Probability of logical disjunctions

Probability of logical disjunctions

All other rules of probability theory can be derived from the two basic rules. So take two logical propositions \(A\) and \(B\). The logical disjunction of \(A\) and \(B\) is the logical proposition (\(A\) or \(B\)). In our notations we write \(A + B\) for (\(A\) or \(B\)) We can deduce from the basic rules of probability that:

\[ p(A + B|I) = p(A|I) + p(B|I) - p(AB|I). \]

In words, this says

The probability of A or B is the probability that A is True plus that probability that B is true minus the probability that both A and B are True.


Fig. 5 Venn diagram showing the information \(I\), and the logical propositions \(A\) and \(B\).

This is very easy to understand intuitively by looking at the Venn diagram. Fig. 3. The probability \(p(A+B|I)\) is the area of the union of A with B (normalized by I).

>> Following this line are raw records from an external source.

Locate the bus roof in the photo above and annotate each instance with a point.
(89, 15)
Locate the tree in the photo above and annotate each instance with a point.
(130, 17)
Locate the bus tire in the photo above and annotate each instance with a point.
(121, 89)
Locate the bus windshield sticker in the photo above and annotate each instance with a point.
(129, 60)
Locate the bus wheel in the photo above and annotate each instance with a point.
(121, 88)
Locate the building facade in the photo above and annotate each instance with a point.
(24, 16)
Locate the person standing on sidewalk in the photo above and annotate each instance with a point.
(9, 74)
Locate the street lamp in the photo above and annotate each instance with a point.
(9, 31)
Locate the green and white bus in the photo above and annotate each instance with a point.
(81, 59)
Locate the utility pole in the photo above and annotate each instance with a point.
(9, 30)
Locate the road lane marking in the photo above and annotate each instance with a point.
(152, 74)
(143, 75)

This area is indeed the area of A (normalized by I) plus the area of B (normalized by I) minus the area of A and B (normalized by I) which was double-counted.

Let’s see a formal proof of this:

\[\begin{split} \begin{split} p(A+B|I) &=& 1 - p(\neg (A+B)|I)\\ &=& 1 - p(\neg A, \neg B|I)\;\text{(obvious rule)}\\ &=& 1 - p(\neg A|\neg B, I)p(\neg B|I)\;\text{(product rule)}\\ &=& 1 - \left[1 - p(A|\neg B, I)\right]p(\neg B|I)\;\text{(obvious rule)}\\ &=& 1 - p(\neg B|I) + p(A|\neg B, I)p(\neg B|I)\\ &=& 1 - p(\neg B|I) + p(A\neg B|I)\;\text{(product rule)}\\ &=& 1 - p(\neg B|I) + p(\neg B|A,I) p(A|I)\;\text{(product rule)}\\ &=& 1 - p(\neg B|I) + \left[1 - p(B|A,I)\right]p(A|I)\;\text{(obvious rule)}\\ &=& 1 - p(\neg B|I) + p(A|I) - p(B|A,I)p(A|I)\\ &=& 1 - \left[1 - p(B|I)\right] + p(A|I) - p(B|A,I)p(A|I)\;(\text{obvious rule})\\ &=& p(A|I) + p(B|I) - p(B|A,I)p(A|I)\\ &=& p(A|I) + p(B|I) - p(AB|I)\;\text{(product rule)}. \end{split} \end{split}\]